Scalable Random Feature Latent Variable Models

Random feature latent variable models (RFLVMs) are state-of-the-art tools for uncovering structure in high-dimensional, non-Gaussian data. However, their reliance on Monte Carlo sampling significantly limits scalability, posing challenges for large-scale applications. To overcome these limitations, we develop a scalable RFLVM framework based on variational Bayesian inference (VBI), a deterministic and optimization-based alternative to sampling methods.

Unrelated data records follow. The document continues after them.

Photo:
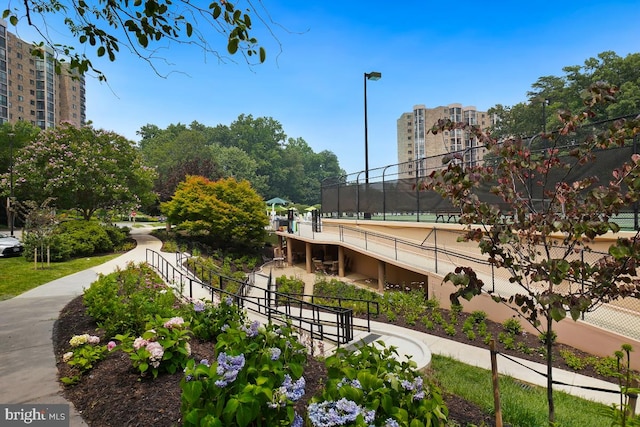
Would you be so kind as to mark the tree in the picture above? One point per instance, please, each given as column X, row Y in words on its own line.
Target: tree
column 83, row 169
column 142, row 27
column 235, row 163
column 174, row 153
column 229, row 212
column 255, row 149
column 14, row 137
column 554, row 93
column 539, row 243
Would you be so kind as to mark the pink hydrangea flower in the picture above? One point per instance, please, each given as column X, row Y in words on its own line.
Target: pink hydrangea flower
column 139, row 342
column 174, row 322
column 156, row 352
column 78, row 340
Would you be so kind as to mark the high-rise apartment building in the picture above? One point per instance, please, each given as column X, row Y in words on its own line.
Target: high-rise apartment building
column 419, row 150
column 32, row 91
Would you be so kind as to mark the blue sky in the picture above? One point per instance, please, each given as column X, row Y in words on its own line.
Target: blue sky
column 433, row 53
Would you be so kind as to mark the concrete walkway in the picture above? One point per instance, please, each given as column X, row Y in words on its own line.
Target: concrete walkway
column 28, row 366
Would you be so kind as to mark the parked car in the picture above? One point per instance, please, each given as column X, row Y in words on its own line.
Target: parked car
column 10, row 246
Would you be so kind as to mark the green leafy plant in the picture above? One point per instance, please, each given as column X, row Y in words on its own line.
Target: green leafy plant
column 209, row 319
column 512, row 326
column 573, row 361
column 371, row 386
column 163, row 347
column 508, row 340
column 85, row 352
column 255, row 380
column 124, row 301
column 622, row 414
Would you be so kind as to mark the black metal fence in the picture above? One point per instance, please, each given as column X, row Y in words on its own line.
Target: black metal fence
column 334, row 324
column 394, row 193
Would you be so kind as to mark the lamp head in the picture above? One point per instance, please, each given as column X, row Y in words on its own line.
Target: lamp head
column 374, row 75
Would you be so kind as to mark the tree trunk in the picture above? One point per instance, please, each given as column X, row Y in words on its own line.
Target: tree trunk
column 549, row 342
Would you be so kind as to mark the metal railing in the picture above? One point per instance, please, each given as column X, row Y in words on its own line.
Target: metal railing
column 620, row 316
column 321, row 322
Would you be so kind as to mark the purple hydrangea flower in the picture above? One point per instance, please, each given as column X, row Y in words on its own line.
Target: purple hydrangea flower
column 228, row 368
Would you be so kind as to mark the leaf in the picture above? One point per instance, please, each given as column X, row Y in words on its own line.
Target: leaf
column 232, row 47
column 558, row 313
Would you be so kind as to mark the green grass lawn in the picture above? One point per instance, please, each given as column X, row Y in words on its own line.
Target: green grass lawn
column 18, row 276
column 522, row 405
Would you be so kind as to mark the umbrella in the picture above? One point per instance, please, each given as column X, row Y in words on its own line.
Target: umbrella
column 276, row 201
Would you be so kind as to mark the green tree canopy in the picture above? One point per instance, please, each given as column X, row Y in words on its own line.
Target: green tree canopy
column 83, row 169
column 551, row 95
column 255, row 149
column 229, row 212
column 544, row 212
column 141, row 27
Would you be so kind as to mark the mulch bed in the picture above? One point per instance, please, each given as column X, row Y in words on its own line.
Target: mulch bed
column 113, row 394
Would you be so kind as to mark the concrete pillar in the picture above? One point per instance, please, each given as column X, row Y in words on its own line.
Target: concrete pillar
column 308, row 256
column 340, row 261
column 381, row 275
column 289, row 252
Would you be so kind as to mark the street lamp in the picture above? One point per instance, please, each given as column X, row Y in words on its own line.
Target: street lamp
column 10, row 200
column 545, row 102
column 374, row 75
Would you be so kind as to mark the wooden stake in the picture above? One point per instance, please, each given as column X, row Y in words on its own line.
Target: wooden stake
column 494, row 378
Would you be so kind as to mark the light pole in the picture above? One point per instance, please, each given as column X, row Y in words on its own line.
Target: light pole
column 545, row 102
column 10, row 200
column 374, row 75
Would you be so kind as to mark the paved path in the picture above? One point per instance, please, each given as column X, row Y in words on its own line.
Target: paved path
column 28, row 367
column 27, row 363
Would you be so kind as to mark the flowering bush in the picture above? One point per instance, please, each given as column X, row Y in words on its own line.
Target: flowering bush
column 164, row 347
column 371, row 387
column 256, row 378
column 84, row 354
column 124, row 301
column 207, row 319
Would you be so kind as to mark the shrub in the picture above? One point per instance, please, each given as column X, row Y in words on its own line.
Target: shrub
column 71, row 239
column 478, row 316
column 124, row 301
column 85, row 352
column 255, row 380
column 572, row 360
column 373, row 386
column 208, row 319
column 163, row 347
column 512, row 326
column 545, row 336
column 290, row 285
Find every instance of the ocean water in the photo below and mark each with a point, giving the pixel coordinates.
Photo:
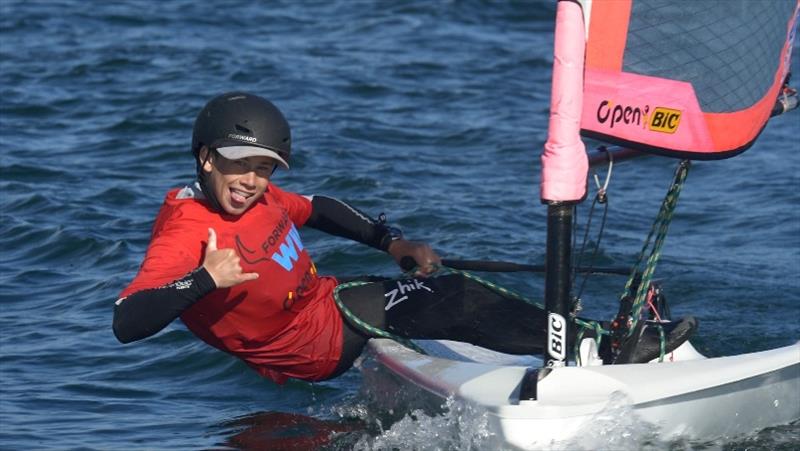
(433, 112)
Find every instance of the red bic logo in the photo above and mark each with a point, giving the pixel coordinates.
(665, 120)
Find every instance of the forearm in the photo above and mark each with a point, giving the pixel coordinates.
(145, 313)
(338, 218)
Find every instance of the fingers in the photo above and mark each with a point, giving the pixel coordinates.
(245, 276)
(212, 240)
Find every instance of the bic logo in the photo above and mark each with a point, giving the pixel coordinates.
(665, 120)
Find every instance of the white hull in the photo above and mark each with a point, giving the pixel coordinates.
(691, 397)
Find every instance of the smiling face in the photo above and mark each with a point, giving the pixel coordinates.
(237, 184)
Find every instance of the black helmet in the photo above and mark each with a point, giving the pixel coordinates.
(241, 125)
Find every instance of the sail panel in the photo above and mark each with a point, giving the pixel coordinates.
(685, 79)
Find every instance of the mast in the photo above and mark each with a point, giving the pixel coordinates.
(564, 171)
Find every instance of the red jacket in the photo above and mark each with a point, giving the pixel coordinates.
(283, 324)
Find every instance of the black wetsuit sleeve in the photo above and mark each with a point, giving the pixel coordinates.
(144, 313)
(338, 218)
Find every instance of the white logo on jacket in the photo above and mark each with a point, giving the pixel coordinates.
(402, 289)
(289, 250)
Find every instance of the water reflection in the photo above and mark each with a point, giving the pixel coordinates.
(286, 431)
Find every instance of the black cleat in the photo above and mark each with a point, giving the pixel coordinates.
(644, 344)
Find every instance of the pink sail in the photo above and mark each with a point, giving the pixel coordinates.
(685, 79)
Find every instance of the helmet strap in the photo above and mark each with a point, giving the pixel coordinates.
(202, 179)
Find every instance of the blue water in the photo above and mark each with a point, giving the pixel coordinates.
(434, 112)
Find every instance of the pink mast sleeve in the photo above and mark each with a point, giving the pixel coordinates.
(564, 162)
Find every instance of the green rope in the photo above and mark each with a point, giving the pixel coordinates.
(659, 229)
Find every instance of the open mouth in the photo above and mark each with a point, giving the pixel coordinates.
(239, 196)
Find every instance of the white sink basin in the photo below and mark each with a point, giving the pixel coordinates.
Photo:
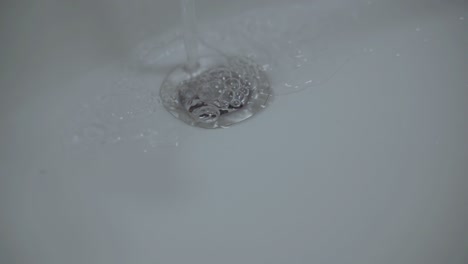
(367, 165)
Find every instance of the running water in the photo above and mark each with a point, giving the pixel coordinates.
(213, 91)
(190, 33)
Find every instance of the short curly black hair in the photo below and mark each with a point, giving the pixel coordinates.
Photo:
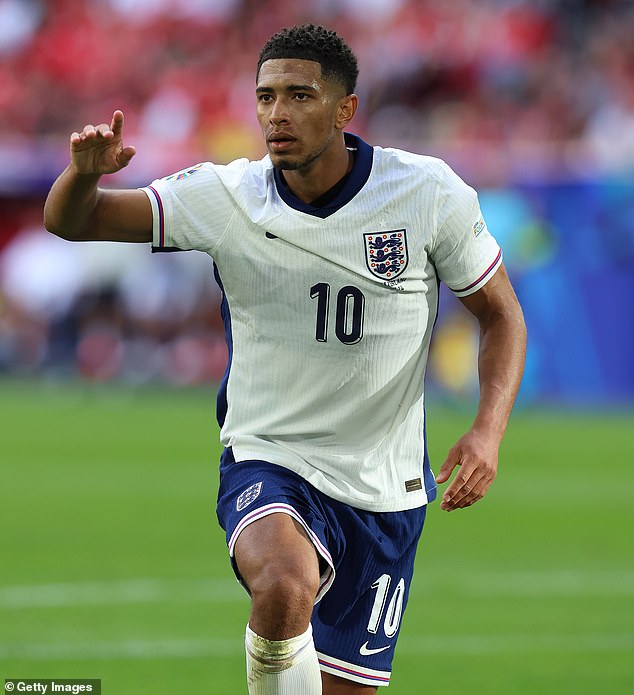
(314, 42)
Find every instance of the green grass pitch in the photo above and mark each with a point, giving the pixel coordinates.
(113, 566)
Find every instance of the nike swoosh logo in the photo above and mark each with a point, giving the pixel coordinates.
(366, 651)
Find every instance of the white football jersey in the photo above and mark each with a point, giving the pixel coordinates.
(329, 310)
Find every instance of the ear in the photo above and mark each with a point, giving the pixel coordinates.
(346, 109)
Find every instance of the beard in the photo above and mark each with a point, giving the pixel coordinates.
(302, 162)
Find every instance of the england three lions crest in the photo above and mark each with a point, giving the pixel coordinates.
(386, 253)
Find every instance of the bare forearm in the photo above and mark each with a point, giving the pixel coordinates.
(500, 368)
(71, 203)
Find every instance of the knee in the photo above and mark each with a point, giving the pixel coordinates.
(285, 586)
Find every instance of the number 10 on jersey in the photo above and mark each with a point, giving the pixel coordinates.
(348, 308)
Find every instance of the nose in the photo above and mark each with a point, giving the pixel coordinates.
(279, 112)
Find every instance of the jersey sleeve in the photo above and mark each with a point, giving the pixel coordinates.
(190, 209)
(464, 252)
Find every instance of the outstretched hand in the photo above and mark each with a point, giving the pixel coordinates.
(477, 457)
(99, 149)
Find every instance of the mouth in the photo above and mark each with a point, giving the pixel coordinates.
(280, 143)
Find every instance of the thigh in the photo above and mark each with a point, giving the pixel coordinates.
(356, 625)
(274, 547)
(270, 514)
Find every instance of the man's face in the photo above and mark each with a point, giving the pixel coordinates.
(297, 111)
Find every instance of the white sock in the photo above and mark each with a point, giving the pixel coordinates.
(285, 667)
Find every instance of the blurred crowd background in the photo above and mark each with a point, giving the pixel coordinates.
(531, 101)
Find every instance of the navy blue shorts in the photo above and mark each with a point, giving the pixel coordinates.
(368, 563)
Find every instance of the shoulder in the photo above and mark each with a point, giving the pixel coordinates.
(411, 163)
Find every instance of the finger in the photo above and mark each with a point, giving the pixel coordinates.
(126, 155)
(462, 487)
(469, 492)
(117, 122)
(104, 130)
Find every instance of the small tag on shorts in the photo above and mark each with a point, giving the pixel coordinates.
(248, 496)
(412, 485)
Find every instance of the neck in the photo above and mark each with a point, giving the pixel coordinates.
(310, 183)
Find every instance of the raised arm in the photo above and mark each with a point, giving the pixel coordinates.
(500, 367)
(78, 210)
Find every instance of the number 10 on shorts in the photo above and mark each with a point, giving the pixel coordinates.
(392, 614)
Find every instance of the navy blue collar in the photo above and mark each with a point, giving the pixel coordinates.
(355, 180)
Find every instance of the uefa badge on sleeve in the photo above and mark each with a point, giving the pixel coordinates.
(248, 496)
(386, 253)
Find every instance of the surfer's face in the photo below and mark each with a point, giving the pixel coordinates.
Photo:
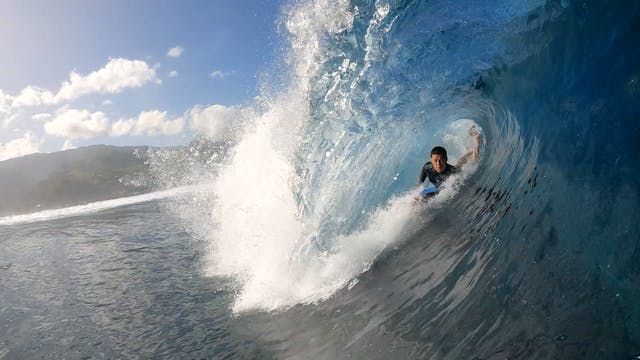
(439, 162)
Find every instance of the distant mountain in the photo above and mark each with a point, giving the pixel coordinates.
(44, 181)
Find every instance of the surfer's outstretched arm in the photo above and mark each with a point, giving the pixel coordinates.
(475, 152)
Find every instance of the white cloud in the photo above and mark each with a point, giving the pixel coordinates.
(7, 119)
(33, 96)
(215, 120)
(122, 127)
(114, 77)
(28, 144)
(150, 123)
(175, 51)
(77, 124)
(5, 102)
(217, 74)
(41, 116)
(67, 145)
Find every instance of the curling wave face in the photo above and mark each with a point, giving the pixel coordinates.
(314, 201)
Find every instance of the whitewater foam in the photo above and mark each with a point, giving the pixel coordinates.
(94, 207)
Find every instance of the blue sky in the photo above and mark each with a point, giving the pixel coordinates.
(76, 73)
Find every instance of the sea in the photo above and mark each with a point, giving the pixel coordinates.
(304, 238)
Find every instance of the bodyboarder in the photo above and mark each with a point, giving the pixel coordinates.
(437, 170)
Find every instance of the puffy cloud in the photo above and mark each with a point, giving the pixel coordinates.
(7, 119)
(215, 120)
(41, 116)
(28, 144)
(68, 145)
(78, 124)
(116, 76)
(5, 102)
(175, 51)
(33, 96)
(82, 124)
(217, 74)
(151, 123)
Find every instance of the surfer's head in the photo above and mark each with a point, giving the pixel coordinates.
(439, 158)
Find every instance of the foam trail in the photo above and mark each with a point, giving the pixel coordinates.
(95, 206)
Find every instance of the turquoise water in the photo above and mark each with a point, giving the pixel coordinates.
(307, 243)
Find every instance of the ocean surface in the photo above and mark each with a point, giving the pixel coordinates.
(304, 241)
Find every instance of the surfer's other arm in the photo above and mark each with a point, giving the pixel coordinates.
(475, 152)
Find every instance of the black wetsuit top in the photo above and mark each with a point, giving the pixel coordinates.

Applying VBI to RFLVMs is nontrivial due to two key challenges: (i) the lack of an explicit probability density function (PDF) for Dirichlet process (DP) mixing weights, and (ii) the inefficiency of existing VBI approaches when handling the high-dimensional variational parameters of RFLVMs. To address these issues, we adopt the stick-breaking construction for the DP, which provides an explicit and tractable PDF over mixing weights, and propose a novel inference algorithm, block coordinate descent variational inference (BCD-VI), which partitions variational parameters into blocks and applies tailored solvers to optimize them efficiently. The resulting scalable model, referred to as SRFLVM, supports various likelihoods; we demonstrate its effectiveness under Gaussian and logistic settings. Extensive experiments on diverse benchmark datasets show that SRFLVM achieves superior scalability, computational efficiency, and performance in latent representation learning and missing data imputation, consistently outperforming state-of-the-art latent variable models, including deep generative approaches.